Earlier this week, Google officially announced a new version of Android that will be specifically tailored for smart watches, called Android Wear. This represents a direct move from the search giant into the market of wearables outside of its Google Glass project. But with investors widely expecting Apple to launch its iWatch later this year, as CEO Tim Cook has consistently promised to enter "new product categories" in 2014, how might Android Wear affect the iWatch's prospects?
On Friday's Tech Teardown, host Erin Kennedy and Motley Fool tech and telecom bureau chief Evan Niu look at the battle between Apple and Google's Android over the nascent smart watch and wearables market. With Android as the first mover on this, it may establish a lead with developers and apps, and the diversity of Android smart watches versus Apple's likely one or two iWatch models may represent another popular advantage among consumers.
Then, a few days ago, China Mobile announced that it sold about 1 million iPhones on its network in February, following the widely anticipated launch in mid-January. Shares however were down somewhat on the news, indicating that investors may have been slightly disappointed with the figure. Evan and Erin discuss why it has been difficult to accurately gauge the opportunity for Apple on China Mobile, and they also look at some of the factors that will benefit Apple in its partnership with China Mobile, as well as some of the headwinds the company will face selling its iPhones through the Chinese carrier.
Also, new reports suggest that at long last, Microsoft's Office software suite will finally launch for the iPad as early as next week, something that investors have been speculating about for a long time.
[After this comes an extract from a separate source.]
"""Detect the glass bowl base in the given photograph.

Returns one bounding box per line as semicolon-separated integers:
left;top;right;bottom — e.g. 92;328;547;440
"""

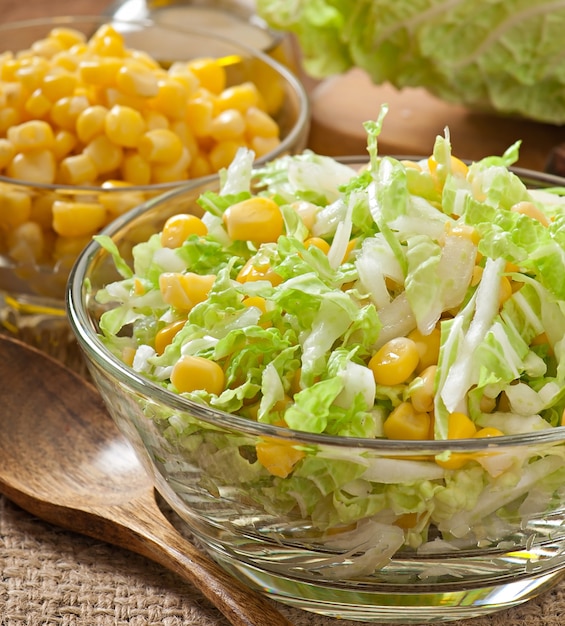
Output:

Microsoft's new CEO Satya Nadella will reportedly host an event in San Francisco on March 27th, when he will announce the launch. Evan takes a look at the strategic shift that this move represents, now that Nadella has replaced former CEO Steve Ballmer. While Evan says that it is pretty clear Ballmer was withholding Office for the iPad as a point of differentiation to compete in the tablet market, Nadella's focus on the cloud means he may be willing to make bolder moves to expand Microsoft's mobile presence. Evan also discusses how Office on the iPad could perform, why this is the right move to make, and why the shift from Ballmer to Nadella is one that investors should be very satisfied with.
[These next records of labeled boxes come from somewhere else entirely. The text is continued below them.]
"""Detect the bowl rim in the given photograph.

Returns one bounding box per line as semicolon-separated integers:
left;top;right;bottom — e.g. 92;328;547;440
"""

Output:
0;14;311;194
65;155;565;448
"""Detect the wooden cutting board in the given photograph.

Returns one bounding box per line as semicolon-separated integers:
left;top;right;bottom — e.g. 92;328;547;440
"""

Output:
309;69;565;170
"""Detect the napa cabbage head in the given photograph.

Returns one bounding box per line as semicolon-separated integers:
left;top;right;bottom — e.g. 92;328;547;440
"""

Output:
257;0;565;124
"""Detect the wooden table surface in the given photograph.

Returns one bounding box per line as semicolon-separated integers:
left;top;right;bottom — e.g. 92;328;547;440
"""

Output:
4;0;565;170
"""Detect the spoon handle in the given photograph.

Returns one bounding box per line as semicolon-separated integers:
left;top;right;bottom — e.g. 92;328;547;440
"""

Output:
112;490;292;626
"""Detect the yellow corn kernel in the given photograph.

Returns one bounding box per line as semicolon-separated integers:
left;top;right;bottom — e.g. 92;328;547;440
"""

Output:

And finally, while sales of Sony's PlayStation 4 have so far been outpacing those of Microsoft's Xbox One, Sony has now said that its supply of PS4 consoles could remain scarce until summer, and may fail to keep up with demand. Evan looks into the continued competition between the two consoles, and discusses the massive blockbuster game Titanfall and just how much of an impact it could have for Microsoft. He also takes a look at a new virtual reality headset from Sony for the PS4, called Project Morpheus, and whether or not this is the next big thing in gaming.